The First Embodiment
[0047] As shown in FIG. 1, a car body (3) has a front bumper (4) and when said car body (3) is coated, the masking member (1) of this embodiment is attached to the air inlet hole (6) of the lower skirt part (5) of said front bumper (4). A plural number of reinforcing frame bars (6A, 6B) are equipped lengthwise and breadthwise, with a pair of support pillars (6C) being equipped on the both sides of said air inlet hole (6). Correspondingly, frame bar grooves (2A, 2B) for inserting said reinforcing frame bars (6A, 6B), are equipped lengthwise and breadthwise in said masking member (1), with a pair of pillar grooves (2C) for inserting said support pillars (6C) being equipped in both sides of said masking member (1). A flange (2D) is formed along the front of said masking member. Said fitting grooves (2A, 2B, 2C) work as ribs to support said masking member (1). At the cross point of the horizontal (longitudinal) fitting groove (2B), and the vertical (short side direction) fitting groove (2A), said horizontal fitting groove (2B) overlaps said vertical fitting groove (2A), for the purpose of improving the horizontal rigidity of said masking member (1), while at the cross point of said vertical fitting groove (2C), and horizontal (short side direction) fitting grove (2B), said vertical fitting groove (2C) overlaps said horizontal fitting groove (2B), to improve the rigidity of said masking member (1) in its vertical direction.
[0048] Said masking member (1) was manufactured by preparing a green masking member (1) by vacuum forming a polypropylene sheet (thickness 0.4 mm) containing 30% by weight of calcium carbonate, and heat-treating said green masking member.
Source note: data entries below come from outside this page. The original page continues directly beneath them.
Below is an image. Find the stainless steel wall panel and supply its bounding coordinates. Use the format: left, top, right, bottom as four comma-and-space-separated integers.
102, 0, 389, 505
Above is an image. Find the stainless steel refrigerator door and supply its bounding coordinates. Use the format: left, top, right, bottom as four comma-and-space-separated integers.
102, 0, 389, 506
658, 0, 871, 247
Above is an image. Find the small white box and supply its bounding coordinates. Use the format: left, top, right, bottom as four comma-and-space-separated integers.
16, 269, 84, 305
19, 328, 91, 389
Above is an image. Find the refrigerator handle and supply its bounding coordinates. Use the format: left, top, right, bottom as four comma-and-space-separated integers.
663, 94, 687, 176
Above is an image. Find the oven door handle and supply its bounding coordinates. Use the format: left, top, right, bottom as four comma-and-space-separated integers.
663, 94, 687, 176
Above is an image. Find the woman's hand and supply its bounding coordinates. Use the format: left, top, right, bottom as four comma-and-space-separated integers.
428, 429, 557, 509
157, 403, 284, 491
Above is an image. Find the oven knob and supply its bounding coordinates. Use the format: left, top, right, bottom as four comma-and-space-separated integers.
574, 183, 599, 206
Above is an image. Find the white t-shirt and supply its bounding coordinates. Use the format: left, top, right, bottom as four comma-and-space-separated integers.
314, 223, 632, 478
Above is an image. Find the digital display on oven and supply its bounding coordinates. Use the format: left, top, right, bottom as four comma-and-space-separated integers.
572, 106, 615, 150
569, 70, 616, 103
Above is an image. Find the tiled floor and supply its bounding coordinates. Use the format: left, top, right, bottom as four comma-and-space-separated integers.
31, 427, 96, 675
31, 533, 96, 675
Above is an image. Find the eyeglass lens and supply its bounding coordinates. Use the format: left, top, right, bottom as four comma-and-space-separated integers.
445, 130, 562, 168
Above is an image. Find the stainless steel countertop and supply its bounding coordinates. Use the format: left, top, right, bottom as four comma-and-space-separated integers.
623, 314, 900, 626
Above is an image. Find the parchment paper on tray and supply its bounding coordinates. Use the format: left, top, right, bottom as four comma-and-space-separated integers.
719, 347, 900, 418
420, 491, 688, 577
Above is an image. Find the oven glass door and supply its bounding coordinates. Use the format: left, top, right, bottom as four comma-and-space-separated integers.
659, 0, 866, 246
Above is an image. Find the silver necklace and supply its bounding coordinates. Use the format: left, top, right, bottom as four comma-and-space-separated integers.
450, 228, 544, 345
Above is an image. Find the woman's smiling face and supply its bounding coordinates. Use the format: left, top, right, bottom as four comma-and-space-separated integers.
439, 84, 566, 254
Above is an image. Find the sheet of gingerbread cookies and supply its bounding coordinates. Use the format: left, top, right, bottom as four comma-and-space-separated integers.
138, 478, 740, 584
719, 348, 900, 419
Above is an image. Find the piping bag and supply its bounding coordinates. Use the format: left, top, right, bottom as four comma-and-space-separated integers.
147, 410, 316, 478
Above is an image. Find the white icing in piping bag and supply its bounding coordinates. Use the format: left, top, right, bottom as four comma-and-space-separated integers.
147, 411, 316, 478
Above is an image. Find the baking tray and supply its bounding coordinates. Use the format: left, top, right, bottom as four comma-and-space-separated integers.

[0049] Said masking member (1) is fitted to the inside of said air inlet hole (6), then each reinforcing frame bar (6A, 6B) is inserted into each frame bar groove (2A, 2B), then each support pillar (6C) is inserted into each pillar groove (2C).
[0050] As described above, said masking member (1) is attached to said air inlet hole (6) of the skirt part (5) which is a masking part, after which said car body (3) is coated with paint, following which the resulting coating film is cured by heating.
The Second Embodiment
[0051] A masking member (11), as shown in FIG. 2 was manufactured, after which it was used for the masking of the air inlet hole (6) of said front bumper (4) of the car in THE FIRST EMBODIMENT.
[0052] In said masking member (11), there are fitting grooves (2A, 2B, 2C) into which said reinforcing frame bars (6A, 6B) and said support pillars (6C, 6C) are each to be inserted, with convex parts (7, 7) projecting from the front of said masking member (11), and a flange (2D) formed around the front of said masking member (11). The lengthwise rigidity of said masking member (11) is improved by the shape of said convex parts (7, 7). By improving its lengthwise rigidity, the swelling at either end of said masking member caused by warping of said masking member (11) is prevented, said warping being produced by the curing of the paint film applied to said masking member during coating.
[0053] Although said reinforcing frame bars (6A, 6B) do not fit into said convex parts (7, 7), said masking member (1) is fixed to said air inlet hole (6) with said fitting grooves (2A, 2B, 2C), without any trouble.
[0054] Generally, in a masking member of this type (1), it is not always necessary to set all of said fitting grooves (2A, 2B, 2C) into which all of said reinforcing frame bars (6A, 6B) and, said supporting pillars (6C, 6C) are to be inserted, as long as the necessary number of fitting grooves (2A, 2B, 2C) to fix said masking member (11) to said air inlet hole (6) are provided. Further, concave parts may be formed instead of said convex parts (2, 2), and are expected to have the same effect as said convex parts.
[0055] Said masking member (1) was manufactured using the same method as described in THE FIRST EMBODIMENT with the polymer alloy described below.
[0056] A polymer alloy of PPE and a polyamide, XYRON (Lynex A1400), Asahi Chemical Industry Co., Ltd., Noril (GTX6013), GE Plastic Japan Ltd.
The Third Embodiment
[0057] The masking member (21), shown in FIG. 3, for the masking of the air inlet hole (6) of said front bumper (4) of the car in THE FIRST EMBODIMENT was manufactured. In said masking member (21), there are fitting grooves (2A, 2B, 2C) into which said reinforcing frame bars (6A, 6B), and said support pillars (6C,6C) are fitted, vertical ribs (2, 2), horizontal ribs (3, 3), and a flange (2D) formed along the front of said masking member (21). Although said fitting grooves (2A, 2B, 2C) work as ribs, the rigidity of said masking member (1) in both its vertical and horizontal directions is further improved by said vertical ribs (2, 2) and horizontal ribs (3, 3).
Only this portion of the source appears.